A definitive explanation underlying these findings has not been clearly elucidated yet. Several possible reasons for the association between elevated N/L ratio and poor survival in cancer patients have been postulated. First, the high N/L ratio reflects an enhanced neutrophil response to tumours. In a mouse model, tumour cells secreted chemotactic cytokines, inflammatory proteins, and interleukins to recruit neutrophils to the tumour microenvironment (Ji ). Neutrophils have been reported to stimulate tumour angiogenesis by producing proangiogenic factors, including growth factors, chemokines, and proteases, hence promoting tumour progression (Shamamian ; Di Carlo ; Schaider ). Furthermore, neutrophils may suppress the immune system. They have been shown to inhibit the cytolytic activity of lymphocytes, natural killer cells, and activated T cells (Petrie ; el-Hag and Clark, 1987; Shau and Kim, 1988). Second, elevated N/L ratio reflects a relative lymphopenia. Lymphocytes are known to act as the host defense against tumour. They have a major role in cytotoxic cell death and cytokine production that inhibit proliferation and migration of tumour cells (Coussens and Werb, 2002; Mantovani ). Systemic inflammation results in the secretion of inhibitory immunologic mediators, inducing immunosuppression due to impaired lymphocyte function (Mantovani ). This process leads to a poorer lymphocyte-mediated antitumour cellular immune response, indicated by increased T8-suppressor lymphocytes and decreased T4-helper lymphocytes (Mantovani ). The N/L ratio, in fact, reflects a balance between pro-tumour inflammatory status and antitumour immune status. This balance seems to be shifted in favour of pro-tumour inflammatory status in cancer patients with elevated N/L ratio and thus poor outcome.

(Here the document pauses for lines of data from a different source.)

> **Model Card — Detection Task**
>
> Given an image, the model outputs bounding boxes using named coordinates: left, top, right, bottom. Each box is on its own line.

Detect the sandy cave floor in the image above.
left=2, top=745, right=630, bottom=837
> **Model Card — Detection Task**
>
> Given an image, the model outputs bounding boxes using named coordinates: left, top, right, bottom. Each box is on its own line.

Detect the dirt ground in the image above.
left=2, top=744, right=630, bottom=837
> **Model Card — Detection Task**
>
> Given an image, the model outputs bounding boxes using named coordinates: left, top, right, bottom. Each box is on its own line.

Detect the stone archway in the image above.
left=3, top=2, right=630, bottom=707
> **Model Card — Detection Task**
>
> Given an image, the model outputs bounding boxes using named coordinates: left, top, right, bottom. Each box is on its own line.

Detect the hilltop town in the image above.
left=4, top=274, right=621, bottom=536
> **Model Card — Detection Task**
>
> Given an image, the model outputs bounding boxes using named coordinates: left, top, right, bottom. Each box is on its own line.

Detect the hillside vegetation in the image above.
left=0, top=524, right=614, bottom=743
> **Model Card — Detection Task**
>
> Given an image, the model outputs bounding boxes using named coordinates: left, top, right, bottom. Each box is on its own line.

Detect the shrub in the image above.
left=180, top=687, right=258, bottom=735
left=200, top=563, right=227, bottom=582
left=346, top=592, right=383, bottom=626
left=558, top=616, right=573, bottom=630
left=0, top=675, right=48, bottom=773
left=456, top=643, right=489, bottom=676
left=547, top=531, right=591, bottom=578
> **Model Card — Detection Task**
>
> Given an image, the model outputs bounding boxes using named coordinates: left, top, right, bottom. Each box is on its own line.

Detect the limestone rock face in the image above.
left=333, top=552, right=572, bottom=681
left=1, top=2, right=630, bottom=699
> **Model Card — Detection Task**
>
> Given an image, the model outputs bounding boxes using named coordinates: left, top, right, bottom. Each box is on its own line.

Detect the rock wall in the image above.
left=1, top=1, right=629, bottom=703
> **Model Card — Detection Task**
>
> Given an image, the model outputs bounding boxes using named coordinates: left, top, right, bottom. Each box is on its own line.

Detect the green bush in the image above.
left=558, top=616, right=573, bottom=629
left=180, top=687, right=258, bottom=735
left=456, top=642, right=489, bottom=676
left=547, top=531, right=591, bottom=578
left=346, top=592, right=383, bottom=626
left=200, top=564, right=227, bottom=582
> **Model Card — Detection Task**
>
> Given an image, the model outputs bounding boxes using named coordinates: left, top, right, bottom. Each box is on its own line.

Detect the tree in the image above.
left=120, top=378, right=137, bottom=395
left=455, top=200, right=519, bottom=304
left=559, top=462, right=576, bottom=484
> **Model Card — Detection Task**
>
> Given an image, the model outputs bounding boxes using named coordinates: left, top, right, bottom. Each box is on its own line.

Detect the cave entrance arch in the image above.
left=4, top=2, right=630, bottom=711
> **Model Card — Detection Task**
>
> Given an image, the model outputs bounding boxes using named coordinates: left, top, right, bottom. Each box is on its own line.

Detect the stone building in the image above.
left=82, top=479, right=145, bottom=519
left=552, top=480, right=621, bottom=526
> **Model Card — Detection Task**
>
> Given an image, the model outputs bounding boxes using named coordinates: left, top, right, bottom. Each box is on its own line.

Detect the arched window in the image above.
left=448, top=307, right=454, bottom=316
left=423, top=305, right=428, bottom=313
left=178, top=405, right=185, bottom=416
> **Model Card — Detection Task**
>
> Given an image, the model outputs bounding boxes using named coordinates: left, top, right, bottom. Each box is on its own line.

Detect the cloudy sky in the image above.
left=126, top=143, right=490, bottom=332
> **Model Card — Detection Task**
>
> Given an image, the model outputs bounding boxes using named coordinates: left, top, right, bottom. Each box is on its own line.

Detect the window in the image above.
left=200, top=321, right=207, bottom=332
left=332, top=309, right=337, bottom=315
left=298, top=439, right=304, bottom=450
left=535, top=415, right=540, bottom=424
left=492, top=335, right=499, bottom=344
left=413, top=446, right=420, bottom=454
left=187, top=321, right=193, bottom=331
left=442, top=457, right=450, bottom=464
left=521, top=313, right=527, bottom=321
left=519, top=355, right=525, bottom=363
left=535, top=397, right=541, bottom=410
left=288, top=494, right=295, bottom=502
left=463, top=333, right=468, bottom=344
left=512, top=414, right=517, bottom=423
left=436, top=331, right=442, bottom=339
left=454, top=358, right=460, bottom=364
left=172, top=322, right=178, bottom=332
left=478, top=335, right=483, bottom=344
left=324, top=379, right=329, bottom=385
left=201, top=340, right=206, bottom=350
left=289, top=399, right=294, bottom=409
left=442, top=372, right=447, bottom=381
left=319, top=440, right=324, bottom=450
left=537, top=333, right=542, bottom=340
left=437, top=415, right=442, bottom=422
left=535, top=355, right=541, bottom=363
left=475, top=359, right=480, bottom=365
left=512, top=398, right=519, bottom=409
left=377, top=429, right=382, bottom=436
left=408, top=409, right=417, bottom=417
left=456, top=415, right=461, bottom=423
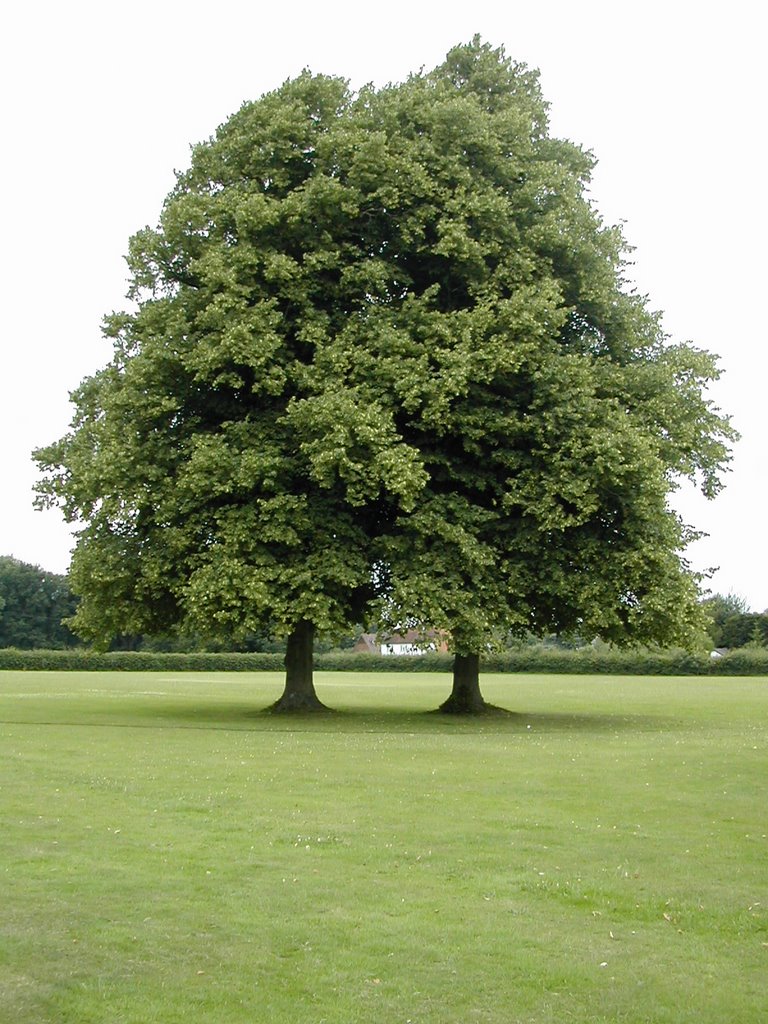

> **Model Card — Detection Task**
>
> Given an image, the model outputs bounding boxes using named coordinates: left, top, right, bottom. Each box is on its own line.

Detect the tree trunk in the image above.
left=269, top=620, right=329, bottom=712
left=438, top=652, right=492, bottom=714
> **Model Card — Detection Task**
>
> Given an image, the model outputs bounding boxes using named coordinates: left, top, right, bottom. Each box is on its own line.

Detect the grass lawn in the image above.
left=1, top=670, right=766, bottom=1023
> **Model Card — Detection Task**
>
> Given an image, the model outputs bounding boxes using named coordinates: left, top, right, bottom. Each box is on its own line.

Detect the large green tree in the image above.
left=34, top=71, right=425, bottom=709
left=35, top=39, right=734, bottom=711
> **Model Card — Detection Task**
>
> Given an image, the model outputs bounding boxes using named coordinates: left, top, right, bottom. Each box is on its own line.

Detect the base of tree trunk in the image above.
left=269, top=619, right=331, bottom=713
left=269, top=690, right=332, bottom=713
left=437, top=696, right=508, bottom=714
left=437, top=652, right=507, bottom=715
left=438, top=693, right=495, bottom=714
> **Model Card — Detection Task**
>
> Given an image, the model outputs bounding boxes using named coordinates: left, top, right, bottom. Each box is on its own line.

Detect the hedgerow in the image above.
left=1, top=647, right=767, bottom=675
left=0, top=649, right=283, bottom=672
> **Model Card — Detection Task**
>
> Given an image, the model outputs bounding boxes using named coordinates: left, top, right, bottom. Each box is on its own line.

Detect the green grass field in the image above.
left=1, top=670, right=766, bottom=1023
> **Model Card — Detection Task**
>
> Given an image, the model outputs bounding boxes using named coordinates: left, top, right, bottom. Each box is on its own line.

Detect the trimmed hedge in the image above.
left=1, top=647, right=767, bottom=675
left=315, top=648, right=768, bottom=676
left=317, top=652, right=452, bottom=673
left=0, top=649, right=284, bottom=672
left=708, top=648, right=768, bottom=676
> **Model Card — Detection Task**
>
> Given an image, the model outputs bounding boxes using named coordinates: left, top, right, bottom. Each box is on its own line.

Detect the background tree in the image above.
left=702, top=594, right=767, bottom=649
left=0, top=556, right=79, bottom=649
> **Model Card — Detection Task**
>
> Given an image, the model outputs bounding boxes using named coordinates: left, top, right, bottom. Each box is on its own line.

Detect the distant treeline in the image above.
left=0, top=556, right=78, bottom=649
left=702, top=593, right=768, bottom=648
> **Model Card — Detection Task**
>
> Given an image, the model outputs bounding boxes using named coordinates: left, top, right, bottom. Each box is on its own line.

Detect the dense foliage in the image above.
left=34, top=39, right=735, bottom=709
left=0, top=556, right=79, bottom=649
left=342, top=46, right=734, bottom=661
left=703, top=593, right=768, bottom=649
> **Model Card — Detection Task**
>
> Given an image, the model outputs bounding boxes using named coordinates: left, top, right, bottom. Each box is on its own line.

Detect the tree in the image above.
left=315, top=39, right=735, bottom=710
left=703, top=594, right=767, bottom=649
left=35, top=40, right=735, bottom=712
left=34, top=72, right=425, bottom=710
left=0, top=556, right=79, bottom=649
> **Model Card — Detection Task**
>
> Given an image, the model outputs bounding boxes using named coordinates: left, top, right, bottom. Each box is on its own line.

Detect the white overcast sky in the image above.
left=1, top=0, right=765, bottom=609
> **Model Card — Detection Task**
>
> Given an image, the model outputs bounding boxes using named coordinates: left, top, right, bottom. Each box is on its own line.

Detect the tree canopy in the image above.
left=0, top=557, right=79, bottom=649
left=703, top=594, right=767, bottom=650
left=34, top=38, right=735, bottom=711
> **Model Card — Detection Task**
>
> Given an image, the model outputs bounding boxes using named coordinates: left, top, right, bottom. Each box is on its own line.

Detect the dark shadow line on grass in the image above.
left=0, top=708, right=682, bottom=735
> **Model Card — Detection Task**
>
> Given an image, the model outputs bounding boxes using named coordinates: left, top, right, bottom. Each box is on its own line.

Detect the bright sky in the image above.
left=2, top=1, right=765, bottom=610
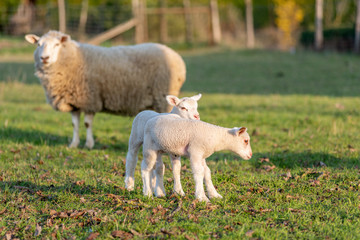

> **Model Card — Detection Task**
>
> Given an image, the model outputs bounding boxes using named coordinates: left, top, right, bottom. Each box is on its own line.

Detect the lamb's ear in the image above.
left=238, top=127, right=247, bottom=135
left=25, top=34, right=40, bottom=44
left=191, top=93, right=202, bottom=101
left=166, top=95, right=180, bottom=106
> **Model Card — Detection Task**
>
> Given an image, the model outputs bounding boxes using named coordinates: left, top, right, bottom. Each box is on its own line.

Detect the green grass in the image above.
left=0, top=49, right=360, bottom=239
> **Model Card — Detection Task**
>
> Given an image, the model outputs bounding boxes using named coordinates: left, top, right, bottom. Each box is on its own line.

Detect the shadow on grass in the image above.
left=0, top=127, right=128, bottom=151
left=0, top=180, right=130, bottom=201
left=251, top=151, right=359, bottom=169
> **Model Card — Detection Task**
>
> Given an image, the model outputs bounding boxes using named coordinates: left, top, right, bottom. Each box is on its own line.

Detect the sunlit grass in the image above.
left=0, top=49, right=360, bottom=239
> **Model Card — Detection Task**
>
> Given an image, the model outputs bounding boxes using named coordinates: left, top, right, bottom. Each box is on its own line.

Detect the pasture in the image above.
left=0, top=48, right=360, bottom=239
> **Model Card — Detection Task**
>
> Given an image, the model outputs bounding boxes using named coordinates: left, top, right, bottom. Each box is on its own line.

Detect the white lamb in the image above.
left=142, top=115, right=252, bottom=202
left=125, top=94, right=202, bottom=196
left=25, top=30, right=186, bottom=149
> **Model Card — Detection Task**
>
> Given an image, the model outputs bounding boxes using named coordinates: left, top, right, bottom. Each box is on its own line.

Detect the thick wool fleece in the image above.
left=34, top=32, right=186, bottom=115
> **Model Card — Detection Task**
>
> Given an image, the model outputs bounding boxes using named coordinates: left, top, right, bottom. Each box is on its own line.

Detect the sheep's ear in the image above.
left=166, top=95, right=180, bottom=106
left=238, top=127, right=247, bottom=135
left=191, top=93, right=202, bottom=101
left=60, top=35, right=70, bottom=43
left=25, top=34, right=40, bottom=44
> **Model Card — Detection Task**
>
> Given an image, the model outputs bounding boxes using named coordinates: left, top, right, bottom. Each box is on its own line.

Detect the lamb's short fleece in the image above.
left=125, top=94, right=202, bottom=196
left=142, top=115, right=253, bottom=202
left=25, top=30, right=186, bottom=149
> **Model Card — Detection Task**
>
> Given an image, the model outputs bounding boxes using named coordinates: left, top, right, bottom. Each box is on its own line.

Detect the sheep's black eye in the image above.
left=244, top=139, right=249, bottom=144
left=181, top=107, right=188, bottom=111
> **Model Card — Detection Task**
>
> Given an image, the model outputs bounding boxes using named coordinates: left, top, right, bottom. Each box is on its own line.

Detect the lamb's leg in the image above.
left=69, top=111, right=81, bottom=148
left=202, top=159, right=222, bottom=199
left=190, top=155, right=209, bottom=202
left=153, top=155, right=166, bottom=197
left=171, top=155, right=185, bottom=196
left=141, top=149, right=157, bottom=197
left=84, top=113, right=95, bottom=149
left=125, top=140, right=142, bottom=191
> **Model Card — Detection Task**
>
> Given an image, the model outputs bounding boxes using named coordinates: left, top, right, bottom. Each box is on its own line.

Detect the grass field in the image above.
left=0, top=48, right=360, bottom=239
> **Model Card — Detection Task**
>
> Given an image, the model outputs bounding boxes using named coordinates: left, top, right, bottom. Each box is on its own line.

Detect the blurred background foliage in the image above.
left=0, top=0, right=358, bottom=51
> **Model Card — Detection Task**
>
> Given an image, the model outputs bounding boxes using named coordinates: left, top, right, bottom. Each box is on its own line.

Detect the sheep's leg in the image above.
left=153, top=155, right=166, bottom=197
left=190, top=155, right=209, bottom=202
left=141, top=149, right=157, bottom=197
left=171, top=155, right=185, bottom=196
left=84, top=113, right=95, bottom=149
left=125, top=140, right=142, bottom=191
left=69, top=111, right=81, bottom=148
left=202, top=159, right=222, bottom=199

In the present study, we also found a significant association between an elevated N/L ratio and tumour size of ⩾5 cm and the presence of histopathological tumour necrosis. Since the elevated N/L ratio and tumour necrosis were both significantly associated with clinical outcome, we hypothesise that the high N/L ratio may reflect the presence of tumour necrosis. In the subgroup analyses of the four major histologic entities, an elevated N/L ratio was associated with decreased clinical outcome in myxofibrosarcoma and liposarcoma. The lack of association between the N/L ratio and clinical outcome in leiomyosarcoma and synovial sarcoma may be due to the small sample size.

The strength of this study is definitely the large sample size and the long follow-up period. However, there are also some limitations, mostly arising from the retrospective study design and a mixture of various histologic subtypes of STS. Nevertheless, as STSs are rare and heterogenous tumours, pooling of different histologic subtypes by tumour grade is well established in studies on prognosis in patients suffering from STS.

In conclusion, the presented results indicate that an elevated preoperative N/L ratio in the peripheral blood is independently associated with poor clinical outcome in STS patients undergoing curative tumour resection. Validation studies or large scaled prospective studies are warranted to verify our findings.